Nicola Walker has won the Best Actress in a Supporting Role Olivier Award for her performance in The Curious Incident Of The Dog In The Night-Time at the National Theatre.
The first time Olivier Award winner receives the accolade for her remarkable performance as the mother of a possibly autistic child, which she originated when Simon Stephens’ stage adaptation of the best-selling novel made its world premiere last year at the South Bank venue’s Cottesloe theatre.
The actress, who is arguably best known to the public for her long-running role in BBC drama Spooks and other screen credits including Scott And Bailey, Last Tango In Halifax and Heading Out, was hailed for her unsentimental yet powerful portrayal of a woman struggling with the cards life has dealt her when the show opened to the press last August.

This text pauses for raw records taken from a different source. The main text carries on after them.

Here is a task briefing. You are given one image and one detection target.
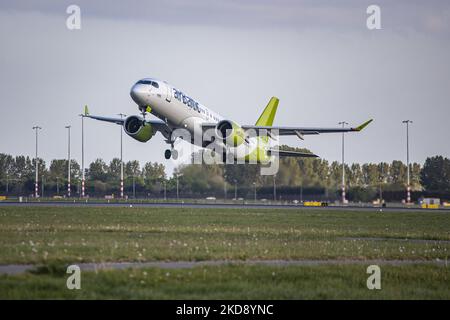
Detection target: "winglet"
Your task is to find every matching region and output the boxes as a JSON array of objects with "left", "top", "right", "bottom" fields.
[
  {"left": 354, "top": 119, "right": 373, "bottom": 131},
  {"left": 84, "top": 105, "right": 89, "bottom": 116}
]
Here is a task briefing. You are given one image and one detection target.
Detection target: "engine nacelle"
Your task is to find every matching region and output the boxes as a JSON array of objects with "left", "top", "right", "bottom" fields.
[
  {"left": 124, "top": 115, "right": 155, "bottom": 142},
  {"left": 216, "top": 120, "right": 246, "bottom": 147}
]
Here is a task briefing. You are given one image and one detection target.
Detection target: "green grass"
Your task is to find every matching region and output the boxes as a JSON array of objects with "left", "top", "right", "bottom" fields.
[
  {"left": 0, "top": 264, "right": 449, "bottom": 299},
  {"left": 0, "top": 206, "right": 449, "bottom": 299},
  {"left": 0, "top": 207, "right": 449, "bottom": 264}
]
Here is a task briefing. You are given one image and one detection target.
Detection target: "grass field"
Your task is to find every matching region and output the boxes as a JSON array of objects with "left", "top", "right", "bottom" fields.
[
  {"left": 1, "top": 264, "right": 449, "bottom": 299},
  {"left": 0, "top": 206, "right": 449, "bottom": 299}
]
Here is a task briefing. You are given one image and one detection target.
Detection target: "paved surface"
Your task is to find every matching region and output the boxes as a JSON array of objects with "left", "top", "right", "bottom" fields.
[
  {"left": 339, "top": 237, "right": 450, "bottom": 244},
  {"left": 1, "top": 201, "right": 449, "bottom": 212},
  {"left": 0, "top": 259, "right": 448, "bottom": 275}
]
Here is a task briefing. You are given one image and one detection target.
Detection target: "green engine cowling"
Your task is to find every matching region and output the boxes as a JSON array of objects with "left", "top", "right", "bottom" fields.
[
  {"left": 124, "top": 116, "right": 155, "bottom": 142},
  {"left": 216, "top": 120, "right": 246, "bottom": 147}
]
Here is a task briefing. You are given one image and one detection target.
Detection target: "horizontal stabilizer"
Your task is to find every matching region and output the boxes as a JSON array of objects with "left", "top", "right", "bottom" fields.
[{"left": 268, "top": 149, "right": 318, "bottom": 158}]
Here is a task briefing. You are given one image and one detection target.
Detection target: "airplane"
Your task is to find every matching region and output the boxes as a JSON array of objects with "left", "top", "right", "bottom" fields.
[{"left": 83, "top": 78, "right": 372, "bottom": 163}]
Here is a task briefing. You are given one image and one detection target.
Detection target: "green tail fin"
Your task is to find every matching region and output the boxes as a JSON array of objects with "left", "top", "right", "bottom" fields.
[{"left": 255, "top": 97, "right": 279, "bottom": 126}]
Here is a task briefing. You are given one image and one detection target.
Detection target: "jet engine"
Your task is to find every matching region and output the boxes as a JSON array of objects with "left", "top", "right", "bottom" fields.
[
  {"left": 216, "top": 120, "right": 246, "bottom": 147},
  {"left": 124, "top": 115, "right": 155, "bottom": 142}
]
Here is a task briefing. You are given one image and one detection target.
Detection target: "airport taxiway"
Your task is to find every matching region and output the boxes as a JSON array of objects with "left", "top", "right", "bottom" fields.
[{"left": 0, "top": 201, "right": 449, "bottom": 212}]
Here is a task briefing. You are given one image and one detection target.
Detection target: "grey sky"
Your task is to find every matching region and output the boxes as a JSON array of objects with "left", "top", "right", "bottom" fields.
[{"left": 1, "top": 0, "right": 449, "bottom": 176}]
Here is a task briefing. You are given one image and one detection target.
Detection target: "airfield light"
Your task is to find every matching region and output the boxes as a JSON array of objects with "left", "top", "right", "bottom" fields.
[
  {"left": 402, "top": 120, "right": 413, "bottom": 204},
  {"left": 118, "top": 113, "right": 126, "bottom": 199},
  {"left": 32, "top": 126, "right": 42, "bottom": 199},
  {"left": 338, "top": 121, "right": 349, "bottom": 204},
  {"left": 253, "top": 182, "right": 257, "bottom": 202},
  {"left": 65, "top": 125, "right": 71, "bottom": 197}
]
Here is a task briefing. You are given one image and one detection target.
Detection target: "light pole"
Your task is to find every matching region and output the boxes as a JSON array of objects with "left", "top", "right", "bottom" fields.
[
  {"left": 176, "top": 172, "right": 183, "bottom": 201},
  {"left": 158, "top": 174, "right": 166, "bottom": 201},
  {"left": 164, "top": 180, "right": 167, "bottom": 200},
  {"left": 379, "top": 163, "right": 385, "bottom": 204},
  {"left": 6, "top": 177, "right": 20, "bottom": 195},
  {"left": 79, "top": 111, "right": 86, "bottom": 198},
  {"left": 32, "top": 126, "right": 42, "bottom": 198},
  {"left": 223, "top": 168, "right": 227, "bottom": 201},
  {"left": 379, "top": 164, "right": 383, "bottom": 204},
  {"left": 65, "top": 125, "right": 71, "bottom": 197},
  {"left": 273, "top": 175, "right": 276, "bottom": 201},
  {"left": 41, "top": 174, "right": 45, "bottom": 198},
  {"left": 118, "top": 113, "right": 126, "bottom": 199},
  {"left": 132, "top": 173, "right": 136, "bottom": 199},
  {"left": 338, "top": 121, "right": 348, "bottom": 204},
  {"left": 234, "top": 179, "right": 237, "bottom": 200},
  {"left": 300, "top": 182, "right": 303, "bottom": 203},
  {"left": 402, "top": 120, "right": 413, "bottom": 204},
  {"left": 253, "top": 182, "right": 256, "bottom": 202}
]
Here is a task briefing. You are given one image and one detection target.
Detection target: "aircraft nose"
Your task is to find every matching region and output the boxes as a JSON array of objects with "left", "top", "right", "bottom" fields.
[{"left": 130, "top": 84, "right": 147, "bottom": 104}]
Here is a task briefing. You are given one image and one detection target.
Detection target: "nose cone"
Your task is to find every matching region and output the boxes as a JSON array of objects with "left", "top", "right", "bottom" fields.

Her role in the innovative Marianne Elliott-directed drama followed a string of appearances at the National Theatre including Season’s Greetings, Gethsemane, Tales From The Vienna Woods, Edmond and Free.
Speaking backstage after collecting her award, Walker described the thrill of developing the production at the National Theatre, saying: “We did a week’s workshop before we started rehearsing and Marianne Elliott and Scott Graham from Frantic Assembly said ‘Look, we don’t know how we’re going to do this, we don’t know what physical language we’re going to use, we’re just going to play with that for a week’. And my Dad picked me up in the car after that week and I said to him ‘I’ve just done the best week’s work I’ve ever done in my life!’ Because they just didn’t stop having ideas and they kept asking you to do things you’d never done before, and it was really exciting.”
Walker triumphs in the category over fellow nominees Anastasia Hille (The Effect), Cush Jumbo (Julius Caesar), Helen McCrory (The Last Of The Haussmans), and Janie Dee (NSFW).